I have a dataframe that comes from a csv file. I pivot this dataframe by two columns, and then attempt to process each cell.
In my actual code, which is of course much more complicated, there is some processing for each value. But I notice it is extremely slow. I then created a canonical example here to illustrate the issue where I don't do anything to the value - I just iterate through them and assign the same value back to each cell - which eliminates my processing as the issue and highlights the access / assignment as being slow:
import pandas as pd
from tqdm import tqdm
def test_speed():
df = pd.read_csv('https://media.githubusercontent.com/media/datablist/sample-csv-files/main/files/customers/customers-100.csv')
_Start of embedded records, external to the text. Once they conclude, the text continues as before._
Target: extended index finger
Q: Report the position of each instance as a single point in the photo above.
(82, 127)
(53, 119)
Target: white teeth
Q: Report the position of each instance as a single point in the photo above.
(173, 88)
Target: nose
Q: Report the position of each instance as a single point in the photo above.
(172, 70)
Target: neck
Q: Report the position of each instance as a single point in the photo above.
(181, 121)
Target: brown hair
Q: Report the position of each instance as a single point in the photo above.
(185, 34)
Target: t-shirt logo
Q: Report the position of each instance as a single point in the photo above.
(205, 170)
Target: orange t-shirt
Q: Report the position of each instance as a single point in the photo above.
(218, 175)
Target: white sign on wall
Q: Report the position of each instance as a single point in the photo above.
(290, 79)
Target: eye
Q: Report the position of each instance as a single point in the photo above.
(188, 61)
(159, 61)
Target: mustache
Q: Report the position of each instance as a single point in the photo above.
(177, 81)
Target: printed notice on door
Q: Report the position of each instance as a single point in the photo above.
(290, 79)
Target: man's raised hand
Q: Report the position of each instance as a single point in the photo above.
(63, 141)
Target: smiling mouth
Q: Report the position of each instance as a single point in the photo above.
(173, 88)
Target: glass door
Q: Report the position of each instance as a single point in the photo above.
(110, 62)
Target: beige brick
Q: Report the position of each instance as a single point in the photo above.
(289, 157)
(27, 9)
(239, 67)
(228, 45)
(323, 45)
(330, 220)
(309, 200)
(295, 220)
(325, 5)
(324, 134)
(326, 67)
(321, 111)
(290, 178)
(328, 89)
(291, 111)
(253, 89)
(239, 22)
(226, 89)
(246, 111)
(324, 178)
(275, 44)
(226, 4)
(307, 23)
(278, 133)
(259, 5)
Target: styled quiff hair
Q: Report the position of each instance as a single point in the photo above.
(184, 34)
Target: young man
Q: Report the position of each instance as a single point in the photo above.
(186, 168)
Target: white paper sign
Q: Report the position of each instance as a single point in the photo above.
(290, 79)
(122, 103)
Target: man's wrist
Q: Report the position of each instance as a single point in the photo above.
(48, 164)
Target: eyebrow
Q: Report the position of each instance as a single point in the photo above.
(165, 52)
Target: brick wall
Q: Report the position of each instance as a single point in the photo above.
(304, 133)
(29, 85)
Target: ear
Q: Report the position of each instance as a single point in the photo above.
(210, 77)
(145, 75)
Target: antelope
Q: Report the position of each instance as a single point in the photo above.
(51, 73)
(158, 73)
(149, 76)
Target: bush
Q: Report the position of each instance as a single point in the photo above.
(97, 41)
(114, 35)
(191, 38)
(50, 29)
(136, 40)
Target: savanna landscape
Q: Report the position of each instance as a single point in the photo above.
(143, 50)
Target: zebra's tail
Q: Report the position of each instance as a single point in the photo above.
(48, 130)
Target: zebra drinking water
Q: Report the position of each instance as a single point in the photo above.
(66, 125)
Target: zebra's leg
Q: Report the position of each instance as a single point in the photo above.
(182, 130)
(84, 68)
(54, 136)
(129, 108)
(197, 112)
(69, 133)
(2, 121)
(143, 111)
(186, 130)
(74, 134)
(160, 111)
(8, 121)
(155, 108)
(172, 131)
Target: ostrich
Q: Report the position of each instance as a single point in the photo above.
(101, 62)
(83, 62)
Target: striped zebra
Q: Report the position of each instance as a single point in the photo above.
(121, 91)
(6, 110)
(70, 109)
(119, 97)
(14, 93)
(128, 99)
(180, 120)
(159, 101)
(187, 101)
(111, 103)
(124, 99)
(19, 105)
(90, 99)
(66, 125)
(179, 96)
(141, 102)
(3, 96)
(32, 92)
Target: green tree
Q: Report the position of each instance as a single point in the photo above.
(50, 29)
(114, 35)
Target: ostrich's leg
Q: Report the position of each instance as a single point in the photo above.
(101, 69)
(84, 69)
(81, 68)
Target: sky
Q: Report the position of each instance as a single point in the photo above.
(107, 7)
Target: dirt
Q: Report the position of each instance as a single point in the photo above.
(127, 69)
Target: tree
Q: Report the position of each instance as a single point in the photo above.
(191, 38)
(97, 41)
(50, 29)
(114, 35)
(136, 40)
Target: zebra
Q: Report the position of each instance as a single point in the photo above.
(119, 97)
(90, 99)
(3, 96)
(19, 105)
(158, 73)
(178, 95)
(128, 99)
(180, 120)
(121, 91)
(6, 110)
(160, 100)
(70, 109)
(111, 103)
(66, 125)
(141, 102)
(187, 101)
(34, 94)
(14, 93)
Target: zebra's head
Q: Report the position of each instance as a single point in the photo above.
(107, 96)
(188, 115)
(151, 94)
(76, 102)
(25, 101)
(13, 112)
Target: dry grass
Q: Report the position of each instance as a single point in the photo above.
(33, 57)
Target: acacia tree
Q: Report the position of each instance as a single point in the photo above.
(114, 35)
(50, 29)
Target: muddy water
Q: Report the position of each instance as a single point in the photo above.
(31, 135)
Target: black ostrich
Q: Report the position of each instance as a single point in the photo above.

df = pd.pivot(df, index='Index', columns='Country')
original = df.copy()
inputs = df.columns.values
# process each row at a time
for row_index in tqdm(range(df.shape[0])):
row_data = df.iloc[row_index] # get the row
for input_idx in range(len(inputs)):
# for each column label, get the value
val = row_data[inputs[input_idx]]
# just assign them back to that cell
df.iloc[row_index, input_idx] = val location
print(f'Are they equal? {original.equals(df)}')
if __name__ == '__main__':
test_speed()
I am getting this:
100%|██████████| 100/100 [00:04<00:00, 22.63it/s]
Are they equal? True
So, just 22 rows processed per second.
If I do the same processing iterating through the csv using a DictReader
I get about 5000 rows per iteration.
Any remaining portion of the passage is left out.